The older the ghost, the harder it is to see, they’re fuzzy. The more sober he is, the easier it is to see them. The further back he can see. When he was growing up, before discovering alcohol in his second year of high school, he used to watch exotic birds with feathers like scales and stubby wings like fingers struggle to fly in his bedroom. He’d watched a shaggy bear-like creature swimming in a dry river batting at long-gone fish. Two bison butting heads in the parking lot of the sketchy chicken place that served mostly truckers and families passing through on their way elsewhere.

Now, with the alcohol, it’s mostly rats and birds. Dogs and cats. Real things in unreal places. Sometimes, though, when he’s stone sober, or all the way to the other side of drunk, he’ll see the ghosts of things that never existed at all.

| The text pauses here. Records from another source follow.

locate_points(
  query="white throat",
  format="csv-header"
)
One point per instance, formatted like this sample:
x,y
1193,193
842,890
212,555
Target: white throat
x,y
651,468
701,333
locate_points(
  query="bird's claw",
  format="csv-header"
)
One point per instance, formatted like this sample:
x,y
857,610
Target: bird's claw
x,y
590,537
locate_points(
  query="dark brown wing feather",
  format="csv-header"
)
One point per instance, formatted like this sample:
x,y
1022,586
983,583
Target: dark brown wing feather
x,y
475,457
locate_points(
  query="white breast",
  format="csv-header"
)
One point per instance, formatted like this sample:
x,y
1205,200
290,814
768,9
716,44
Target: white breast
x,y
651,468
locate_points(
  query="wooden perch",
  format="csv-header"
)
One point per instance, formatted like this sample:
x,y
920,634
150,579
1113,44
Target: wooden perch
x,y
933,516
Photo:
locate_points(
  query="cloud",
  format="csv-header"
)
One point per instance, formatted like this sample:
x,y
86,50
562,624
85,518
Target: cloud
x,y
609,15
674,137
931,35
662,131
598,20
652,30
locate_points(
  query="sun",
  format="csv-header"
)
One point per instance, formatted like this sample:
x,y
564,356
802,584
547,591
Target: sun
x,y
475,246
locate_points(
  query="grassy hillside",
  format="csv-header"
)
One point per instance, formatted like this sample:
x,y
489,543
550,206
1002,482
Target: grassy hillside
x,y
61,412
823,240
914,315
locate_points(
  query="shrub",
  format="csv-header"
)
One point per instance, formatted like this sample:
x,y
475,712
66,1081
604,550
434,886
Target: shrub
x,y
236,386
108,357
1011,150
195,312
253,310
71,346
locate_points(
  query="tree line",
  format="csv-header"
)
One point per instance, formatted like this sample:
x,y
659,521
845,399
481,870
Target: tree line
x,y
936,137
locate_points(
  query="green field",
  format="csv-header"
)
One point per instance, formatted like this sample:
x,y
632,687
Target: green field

A unicorn once, in that same parking lot, grazing on asphalt. Sometimes he sees impossibly long dragon shapes flying across storm clouds in the distance. Sometimes the ghosts of giant spiders creeping through traffic and throwing weird, transparent non-shadows on the cars beneath them.

The thing about that is, he sometimes drunkenly concludes, is that the imagination can die. And that it leaves behind a ghost.

His brother’s room is upstairs, and it smells like old sex, just like the basement except sweeter and older. Dust settled on young skin. Norma wrinkles her nose. A square of light from the window falls on the floor like some ghost’s weird shadow. The bed is neat. A computer. A desk. There’s a poster of two girls from behind on a beach in black and white. Another poster, a row of girls against a blank background, all in thin two-piece bathing suits that make Law think loin cloths and pre-men.

“Where was this taken?” Law says, tapping the blank background. “Purgatory?”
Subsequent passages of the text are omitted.